Jinete de autopistas

                Tuve que ir a Capital por el fin de semana largo de carnaval. Le debía un favor a Franco. Me pidió alojamiento en mi casa en la isla para tomarse unos días de vacaciones, sabiendo que él, su pareja y yo no cabíamos todos juntos, ni en las camas disponibles, ni en sus planes. Le expuse el razonable argumento de la incomodidad, a lo que ofreció la solución que ya tenía planeada: me prestaba su departamento. En definitiva, intercambiábamos domicilio por cuatro días. Acepté sin ganas. Desde que me fui a vivir al Delta mantuve mis vínculos con la ciudad, pero este tipo de situaciones era algo de lo que quería librarme para siempre. No todo era tan malo: Franco, a quien estimo mucho, podía disfrutar de una aventura moderada, y yo revalidaba mi derecho a contar con él, sobre todo para pedirle plata, cosa que ocurría a veces. Además, me convencí de que sería una oportunidad para disfrutar de los lujos de la gran ciudad.
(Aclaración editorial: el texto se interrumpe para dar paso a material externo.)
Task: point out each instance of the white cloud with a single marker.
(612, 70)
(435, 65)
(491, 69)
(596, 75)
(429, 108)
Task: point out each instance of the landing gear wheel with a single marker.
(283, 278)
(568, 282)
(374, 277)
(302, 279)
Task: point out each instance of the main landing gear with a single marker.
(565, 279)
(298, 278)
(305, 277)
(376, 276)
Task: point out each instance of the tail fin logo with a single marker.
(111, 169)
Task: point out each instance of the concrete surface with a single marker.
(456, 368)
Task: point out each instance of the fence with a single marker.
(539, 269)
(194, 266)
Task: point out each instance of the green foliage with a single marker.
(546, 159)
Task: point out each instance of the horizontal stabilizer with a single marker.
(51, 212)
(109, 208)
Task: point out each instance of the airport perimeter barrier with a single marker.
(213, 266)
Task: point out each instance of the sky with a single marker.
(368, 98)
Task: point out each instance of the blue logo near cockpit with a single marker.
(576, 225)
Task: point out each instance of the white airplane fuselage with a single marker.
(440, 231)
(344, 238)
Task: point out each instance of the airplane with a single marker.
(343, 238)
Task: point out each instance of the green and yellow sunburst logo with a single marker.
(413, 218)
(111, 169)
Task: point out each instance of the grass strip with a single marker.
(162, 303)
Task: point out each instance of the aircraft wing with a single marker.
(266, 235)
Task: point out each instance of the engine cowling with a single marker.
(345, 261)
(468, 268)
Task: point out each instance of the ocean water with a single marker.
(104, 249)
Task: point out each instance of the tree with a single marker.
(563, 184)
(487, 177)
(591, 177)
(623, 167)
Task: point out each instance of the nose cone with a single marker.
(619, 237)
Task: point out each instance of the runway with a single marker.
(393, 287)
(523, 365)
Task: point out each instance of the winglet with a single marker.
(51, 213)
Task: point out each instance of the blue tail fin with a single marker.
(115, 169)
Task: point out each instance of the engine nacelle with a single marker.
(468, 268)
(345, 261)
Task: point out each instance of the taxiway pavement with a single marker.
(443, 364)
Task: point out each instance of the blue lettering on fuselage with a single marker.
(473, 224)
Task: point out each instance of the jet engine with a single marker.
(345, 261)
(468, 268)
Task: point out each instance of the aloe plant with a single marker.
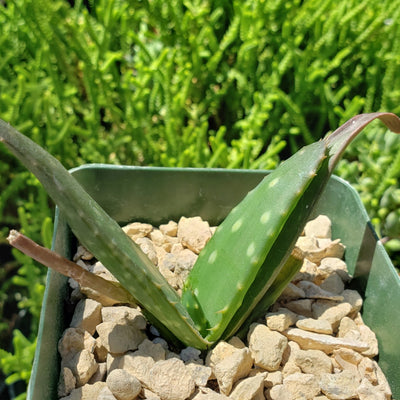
(244, 266)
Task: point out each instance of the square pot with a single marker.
(157, 195)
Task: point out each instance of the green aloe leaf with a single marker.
(237, 275)
(102, 236)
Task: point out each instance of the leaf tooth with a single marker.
(214, 328)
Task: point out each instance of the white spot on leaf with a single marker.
(236, 226)
(251, 249)
(265, 217)
(212, 257)
(273, 182)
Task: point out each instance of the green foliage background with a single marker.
(187, 83)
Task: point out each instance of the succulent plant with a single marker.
(245, 265)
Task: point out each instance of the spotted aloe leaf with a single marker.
(238, 273)
(245, 265)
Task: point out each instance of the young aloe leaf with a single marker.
(102, 236)
(240, 265)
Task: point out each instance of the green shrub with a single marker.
(198, 83)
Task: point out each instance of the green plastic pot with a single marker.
(157, 195)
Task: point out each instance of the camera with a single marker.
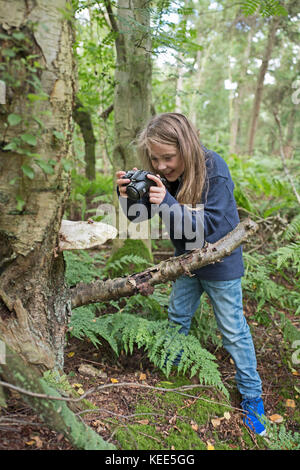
(139, 183)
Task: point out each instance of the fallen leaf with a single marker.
(215, 422)
(194, 426)
(38, 442)
(276, 418)
(290, 403)
(30, 443)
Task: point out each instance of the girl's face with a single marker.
(166, 160)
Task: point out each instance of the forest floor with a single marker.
(143, 417)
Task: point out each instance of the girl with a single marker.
(169, 147)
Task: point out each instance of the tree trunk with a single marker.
(132, 100)
(84, 121)
(260, 81)
(144, 282)
(53, 411)
(35, 128)
(240, 92)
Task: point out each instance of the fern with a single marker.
(289, 254)
(84, 324)
(293, 229)
(125, 264)
(281, 439)
(161, 341)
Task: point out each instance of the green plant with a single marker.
(281, 439)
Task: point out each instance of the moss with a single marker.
(167, 420)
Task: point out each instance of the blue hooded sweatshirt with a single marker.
(219, 217)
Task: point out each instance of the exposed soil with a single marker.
(21, 429)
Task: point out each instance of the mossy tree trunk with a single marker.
(132, 100)
(35, 129)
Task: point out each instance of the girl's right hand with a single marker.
(122, 183)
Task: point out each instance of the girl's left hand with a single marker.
(156, 193)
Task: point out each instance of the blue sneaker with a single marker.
(255, 415)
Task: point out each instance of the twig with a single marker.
(121, 384)
(283, 158)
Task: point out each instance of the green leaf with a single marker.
(20, 203)
(34, 97)
(59, 135)
(45, 166)
(10, 146)
(28, 171)
(19, 36)
(14, 119)
(29, 139)
(66, 164)
(8, 53)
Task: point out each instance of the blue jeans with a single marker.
(227, 302)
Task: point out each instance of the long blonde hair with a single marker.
(175, 129)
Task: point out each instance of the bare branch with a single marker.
(170, 269)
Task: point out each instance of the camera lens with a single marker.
(137, 189)
(132, 193)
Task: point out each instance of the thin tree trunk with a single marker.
(132, 100)
(34, 183)
(240, 92)
(260, 81)
(101, 291)
(83, 119)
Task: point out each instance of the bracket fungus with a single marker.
(81, 235)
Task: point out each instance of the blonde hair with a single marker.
(175, 129)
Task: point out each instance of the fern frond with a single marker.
(293, 229)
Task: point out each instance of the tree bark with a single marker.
(241, 91)
(34, 183)
(132, 99)
(84, 121)
(101, 291)
(260, 81)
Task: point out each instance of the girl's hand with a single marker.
(122, 183)
(156, 193)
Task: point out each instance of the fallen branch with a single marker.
(283, 158)
(170, 269)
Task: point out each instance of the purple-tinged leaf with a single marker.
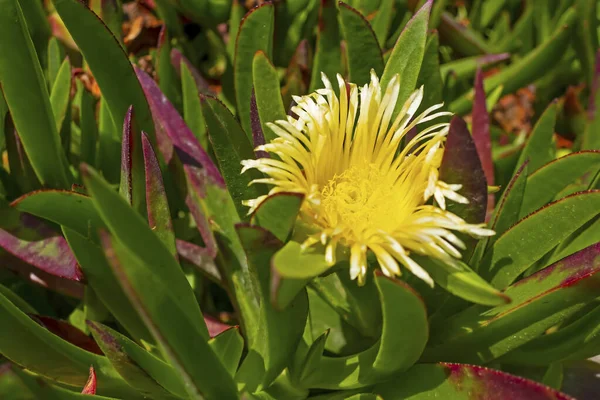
(539, 302)
(126, 184)
(258, 136)
(200, 258)
(461, 165)
(39, 246)
(215, 327)
(90, 385)
(159, 215)
(464, 382)
(69, 333)
(170, 123)
(202, 223)
(482, 138)
(177, 58)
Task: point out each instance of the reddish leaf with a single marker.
(481, 136)
(126, 187)
(170, 123)
(35, 244)
(157, 206)
(461, 165)
(258, 136)
(69, 333)
(90, 386)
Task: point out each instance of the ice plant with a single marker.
(364, 190)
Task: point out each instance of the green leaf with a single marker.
(529, 68)
(192, 110)
(230, 146)
(362, 49)
(382, 21)
(407, 54)
(463, 282)
(544, 299)
(529, 240)
(108, 62)
(255, 34)
(70, 209)
(25, 91)
(539, 148)
(60, 94)
(328, 54)
(228, 346)
(26, 343)
(294, 263)
(397, 350)
(544, 184)
(506, 213)
(277, 333)
(177, 332)
(89, 129)
(136, 365)
(131, 230)
(267, 92)
(104, 283)
(159, 214)
(278, 213)
(462, 382)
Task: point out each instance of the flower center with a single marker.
(357, 199)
                El sábado acomodé los últimos detalles de la casa, que ya había limpiado, y salí en el bote hacia el puerto de Tigre, donde lo encontraría. Me acerqué por los canales a tierra firme. Los ruidos de insectos y pájaros –a los que Franco confunde con el silencio- fueron cambiando por ruidos de embarcaciones. En el muelle me esperaban Franco y una chica con la que no tuve el espíritu de ser amable ni siquiera cuando me dio las llaves de su auto –me habrá tomado por un isleño huraño y hosco, aunque me crié en Colegiales hasta hace dos años-. Me prometí ser más cortés a la vuelta. Ella –Celina- me dio las llaves del auto, Franco las del departamento. Los ayudé a subir al bote, a ellos y sus infinitas provisiones y equipaje para tan sólo cuatro días. En el auto pensé cómo el asfalto aplastaba un terreno que debió ser similar al exuberante Delta, en algún momento remoto: ahora, bajo el monstruoso peso de la construcción urbana, si alguna desgracia mítica la removiera desde sus cimientos, por debajo de los ladrillos y cemento y caños y túneles de desagüe y cableado y estaciones de subte, debajo de toda esa gran piedra, pensé, sólo habría ciempiés, lombrices y bichos bolita cobijados por su fresca sombra.
                Dejé el auto en la cochera subterránea. Subí. Me habían dejado comida, unas cervezas frías, y unos papeles con contraseñas para acceder a todos sus entretenimientos. Pasé todo el sábado viendo películas, con la persiana baja y el aire acondicionado. A la noche, un ruido medieval llegó desde afuera. Abrí la ventana y me asomé al balcón. Por la calle, allá abajo, pasaba una procesión con antorchas y tambores. La revolución vista desde la ventana, pensé, hasta que recordé que era carnaval y que no era más que un corso: busqué una cerveza y miré el ritual desde arriba, primero irritado por la repetitiva percusión de los tambores, después sosegado por la alucinante repetición de los tambores. Las chicharras de la ciudad, pensé, eufórico, y me sentí, contra todos mis pronósticos, feliz. Cuando terminó la murga se hizo un silencio similar al que acontece cuando se callan los insectos. Todavía alegre, miré el resto del paisaje por la ventana con más atención y descubrí recién en ese momento que el balcón daba a la autopista. Varios carriles suspendidos en el aire, iluminados y vacíos a esa hora. Podía ver el solitario recorrido de algún auto por unos segundos. Atrás de la autopista, otros edificios, con algunas ventanas iluminadas, y encima los tanques de agua, y encima el cielo porteño, escaso de estrellas y enmarcado por la limitada perspectiva de un balcón, pero un cielo nocturno inmenso y unánime. Antes de ir a dormir resolví pasar el resto de los días recorriendo la ciudad como un turista.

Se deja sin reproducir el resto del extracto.